Still, it's the best gauge we have at our disposal, and it shows that 12 teams have seen increases in attendance and 18 have had decreases. Importantly, three of the teams with increases and five of the teams with decreases are showing changes of less than 1,000 fans per game, which is easily reversible.
Weather hasn't been the only issue, either. The Red Sox and Phillies -- both of whom had consecutive sellout streaks into the hundreds until April for Boston and last August for Philadelphia -- started to show some decline corresponding to on-field regressions last year. Also, the Marlins have shown a decline of more than 10,000 fans per game thanks to their offseason firesale and the typical decline associated with the second year of a new ballpark.
Some teams, however, have had strong upward movement: the Nationals, Blue Jays, Orioles Dodgers, Angels, Braves and Padres are all showing improvements of 2,500 fans per game or more; only San Diego didn't have either a great 2012 season or an active offseason.
There are seven closers with at least 10 saves who are still perfect in converting opportunities, and surely none remains as anonymous as Seattle's Wilhelmsen.

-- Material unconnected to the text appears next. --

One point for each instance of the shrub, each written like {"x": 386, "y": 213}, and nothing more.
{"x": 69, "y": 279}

The 6-foot-6 righthander was out of affiliated baseball and didn't throw a minor league pitch from the end of the 2003 season until the start of 2010, six years in which he worked as a bartender back in his native Tucson, Ariz., and backpacked around Europe and the U.S. until starting to get back into the game with a local independent team in '09.

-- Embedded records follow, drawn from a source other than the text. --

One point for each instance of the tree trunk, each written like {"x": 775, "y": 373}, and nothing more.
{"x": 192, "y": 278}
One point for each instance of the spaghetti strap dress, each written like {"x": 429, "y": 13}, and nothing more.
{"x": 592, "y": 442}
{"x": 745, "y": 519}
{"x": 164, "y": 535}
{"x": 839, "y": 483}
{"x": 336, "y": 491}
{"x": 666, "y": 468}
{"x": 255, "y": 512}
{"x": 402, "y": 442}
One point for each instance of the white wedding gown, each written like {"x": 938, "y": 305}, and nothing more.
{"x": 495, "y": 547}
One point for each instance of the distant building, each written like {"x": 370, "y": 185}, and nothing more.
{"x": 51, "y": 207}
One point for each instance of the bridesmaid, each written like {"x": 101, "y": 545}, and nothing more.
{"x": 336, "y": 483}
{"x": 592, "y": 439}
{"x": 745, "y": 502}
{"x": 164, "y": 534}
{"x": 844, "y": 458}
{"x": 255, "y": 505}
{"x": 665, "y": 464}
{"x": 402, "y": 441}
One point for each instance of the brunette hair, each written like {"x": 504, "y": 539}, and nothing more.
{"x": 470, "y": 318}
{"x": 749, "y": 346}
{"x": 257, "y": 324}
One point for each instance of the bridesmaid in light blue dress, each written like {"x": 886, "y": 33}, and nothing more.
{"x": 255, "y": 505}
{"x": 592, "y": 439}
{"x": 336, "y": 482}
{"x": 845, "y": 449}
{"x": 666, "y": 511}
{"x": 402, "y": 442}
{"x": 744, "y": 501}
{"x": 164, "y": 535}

Just as the subjects of Homer's epic poems had an always-appearing appositive -- such as Athena, the grey-eyed goddess -- so too is Wilhelmsen likely to be known as "Tom the Bartender," and after even a short conversation, it's easy to see why he's a perfect example of the friendly neighborhood bartender. He recently poured (non-alcoholic) drinks for fans during a visit to the MLB Fan Cave.
Wilhelmsen reached the majors in 2011, assumed the closer's job midway through '12 (finishing with 29 saves) and so far this year is 11-for-11. In 18 innings this season he has allowed just one earned run, for a 0.50 ERA, while holding opponents to a .100 batting average after emphasizing a changeup in addition to his upper-90s fastball and curve.
"We get home after a game, I'll sit with my wife and say, What are we doing?" he said in reflection of his journey. "But this is what we're doing, so it's not like a big shock anymore, but it's still a blessing."
Wilhelmsen's passion is travel, and he maintains a map on his iPad with "pins all over the place" of where he wants to visit next, noting that Croatia and Portugal are atop the priority list for now. He and his wife, Cassie, didn't travel this winter after welcoming their first child, a daughter named Hahna, last August. But before his re-entry into baseball, Cassie accompanied him on most of his backpacking trips. Asked for his favorite destinations, Wilhelmsen named Zion National Park in southern Utah No. 1, with Yosemite and Big Sur as close runners-up.
The final out
As if further evidence were needed that signing 30-something hitters to nine-figure contracts is a bad idea, check this: The Angels have the third-worst in baseball despite having signed sluggers Josh Hamilton and Albert Pujols in the past two offseasons, while the two best records belong to the Rangers (.659) and Cardinals (.651), the clubs that let Hamilton and Pujols leave.